Là où les spectres de l’histoire argentine rejoignent les cauchemars d’une enfance refoulée, Leopoldo Brizuela installe La Nuit recommencée, un roman terrorisant.
On ne remercie jamais assez les dictatures. À leur insu, les ogres galonnés latinos, les mass murderers patentés d’Amérique du Sud, les Pinochet et consorts, fournissent un carburant efficace, et hélas inépuisable, à la littérature : la terreur. Les méandres des mémoires meurtries, les logiques barbares de la violence institutionnalisée, la dentelle subtile des compromissions diverses, tout cela est pain bénit pour des romanciers qui, d’Alan Pauls à Horacio Castellano Moyas, manipulent cette matière fissible, la peur. Et donnent de grands romans, à l’image de cette Nuit recommencée de Leopoldo Brizuela.
Livre gigogne, La Nuit recommencée déplie, à partir d’un fait divers dans l’Argentine de 2010 (une intrusion nocturne dans une maison bourgeoise, avec la bénédiction d’une police corrompue), une double histoire, intime et nationale. Celle, d’abord, de Leo Bazan, écrivain et témoin du fric-frac, ouvrant une brèche dans sa mémoire, et se rappelant une soirée de 1976 qui fait étrangement écho à celle-ci. Un point aveugle de sa vie, une soirée où le gamin qu’il était voit un commando faire irruption chez ses parents et, de là, passer chez leurs voisins, les Kuperman, une famille de juifs argentins. Le Leo de 2010, avec ses armes, l’écriture et la mémoire, paradoxalement dérisoires et surpuissantes, s’efforce de dissiper les ombres du passé, de reconstituer, a posteriori, cet épisode consigné dans les limbes. C’est le mouvement du livre : faire sauter les verrous du refoulement. Un refoulement dicté par la peur : « Il me semble que les quelques souvenirs que j’ai gardés de ce soir-là, ces trois personnages – mon père, ma mère et moi – sont pareils aux éléments d’un atome, et que m’y attaquer peut libérer une énergie qui me détruira », confie Leo à l’un de ses amis. De fait, à force de se lancer à l’assaut de ce souvenir récalcitrant, à force de l’écrire et de le récrire pour l’enserrer au plus près, Leo fait surgir un monstre, mixte d’antisémite et d’exécutant mécanique du Mal. On ne révélera pas les conclusions de cette enquête mémorielle, on se contentera de dire que le plus monstrueux est parfois le plus proche…
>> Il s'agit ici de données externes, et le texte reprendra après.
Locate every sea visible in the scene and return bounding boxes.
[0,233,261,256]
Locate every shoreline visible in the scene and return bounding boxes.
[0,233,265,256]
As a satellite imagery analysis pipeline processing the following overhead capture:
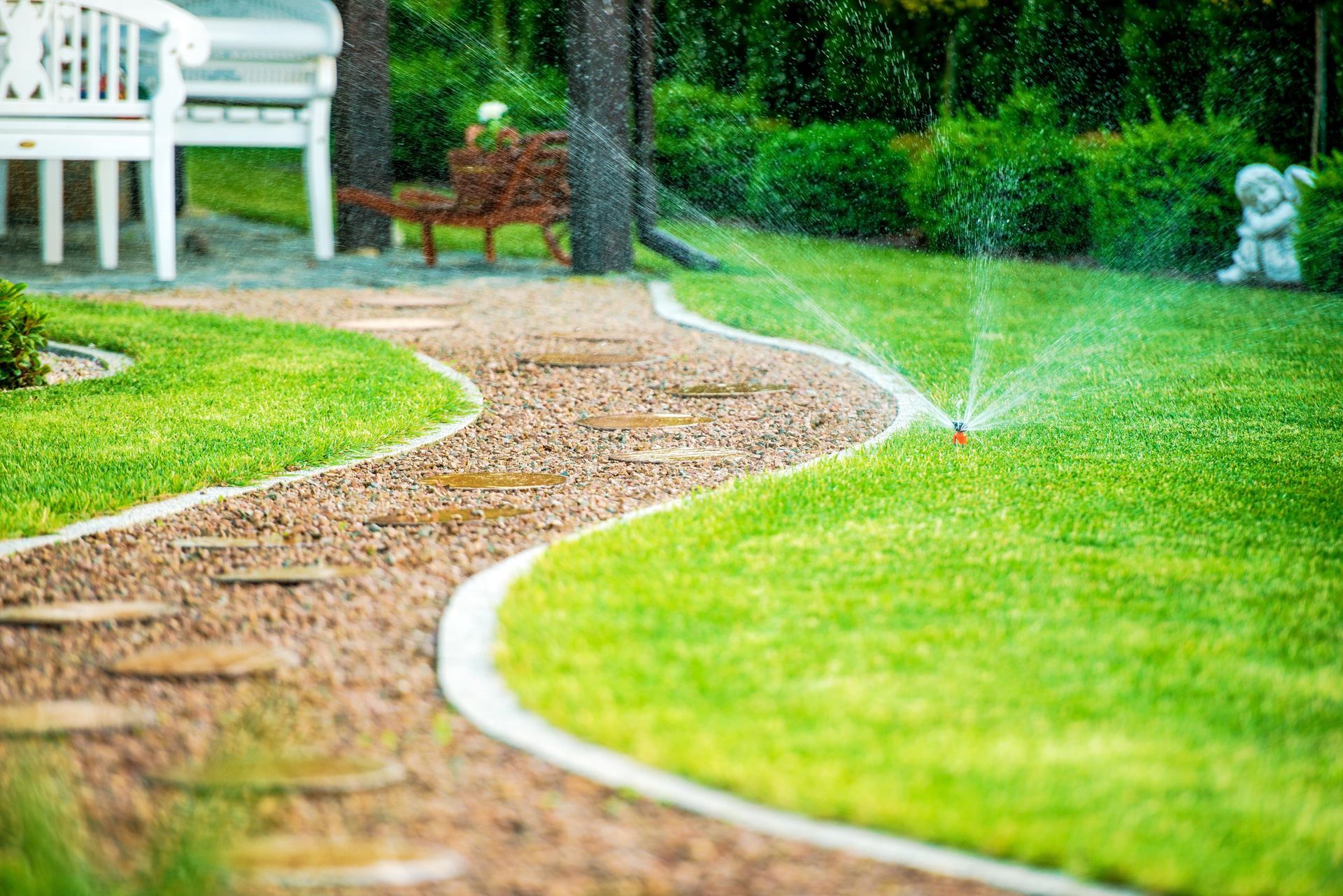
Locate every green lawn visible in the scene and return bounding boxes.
[0,298,467,537]
[499,228,1343,896]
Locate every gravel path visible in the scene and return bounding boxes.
[0,278,1009,896]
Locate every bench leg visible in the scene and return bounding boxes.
[421,220,438,267]
[149,133,177,282]
[92,159,121,270]
[304,99,336,261]
[38,159,66,264]
[541,225,574,266]
[0,159,9,236]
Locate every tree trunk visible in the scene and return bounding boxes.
[490,0,513,64]
[1311,3,1328,168]
[568,0,634,274]
[941,19,960,115]
[332,0,392,251]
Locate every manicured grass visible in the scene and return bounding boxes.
[187,146,568,259]
[499,231,1343,896]
[0,298,466,537]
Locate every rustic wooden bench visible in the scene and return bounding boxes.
[336,127,572,267]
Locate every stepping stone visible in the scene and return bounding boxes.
[611,448,747,464]
[108,643,298,678]
[172,534,286,550]
[336,317,457,333]
[0,700,155,735]
[420,473,569,489]
[541,333,635,343]
[0,600,181,626]
[359,294,466,308]
[670,383,791,397]
[525,352,658,367]
[210,564,372,584]
[227,836,466,887]
[579,414,713,430]
[369,506,536,525]
[150,756,406,794]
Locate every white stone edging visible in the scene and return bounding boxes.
[45,340,136,383]
[438,282,1133,896]
[0,346,485,557]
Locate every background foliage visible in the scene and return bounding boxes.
[391,0,1343,283]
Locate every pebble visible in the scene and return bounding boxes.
[0,278,1009,896]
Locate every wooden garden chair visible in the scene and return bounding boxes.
[336,127,572,267]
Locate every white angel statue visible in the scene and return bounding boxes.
[1217,164,1315,283]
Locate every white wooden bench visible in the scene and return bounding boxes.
[0,0,210,280]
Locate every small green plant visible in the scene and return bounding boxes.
[908,90,1089,258]
[747,121,911,236]
[1296,150,1343,293]
[0,279,51,390]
Leo ouvre une boîte de Pandore personnelle, mais aussi collective : le travail erratique, complexe et douloureux de la réminiscence, exhume également des pans entiers de l’histoire de l’Argentine. Car le père de Leo est passé, au cours des années 1930, par les bancs de l’ESMA : l’évocation de l’École de mécanique de la Marine est l’occasion d’entrer en détail dans les rouages de cette institution qui a aussi, dans la seconde moitié des années 1970, le triste privilège d’être un centre de détention et de torture. Quant à Diana, la fille des Kuperman, elle est mêlée de près à l’une des grandes affaires du régime, le scandale Papel Prensa, du nom de cette fabrique de papier appartenant au magnat juif David Graiver et qui, à sa mort, en 1976, tombe par des voies douteuses dans l’escarcelle des principaux journaux du pays… Mais la précision factuelle du livre, cette façon de tutoyer l’archive, ne se résume pas à un catalogue d’exactions ou à une sinistre litanie des droits de l’homme bafoués. Il s’agit d’une autre modulation du cri bouleversant de Conrad dans Au coeur des ténèbres : « L’horreur ! L’horreur ! » Car c’est bien ce qui ressort de cette ténébreuse nuit argentine : l’inenvisageable, à l’image de l’ESMA, « l’au-delà de l’horreur, l’endroit où il n’y a pas même la place pour un corps, où il n’y a plus ni loi, ni espérance ». Leopoldo Brizuela nous force, bon gré mal gré, à fixer l’abîme le plus insondable, celui du néant. Il nous rappelle que la littérature n’est pas un passe-temps, une rêverie de plus, mais un acte héroïque : celui qui consiste à se tenir au bord du gouffre de notre propre peur. Pour, peut-être, « essayer de la désamorcer, l’exprimer, la comprendre ».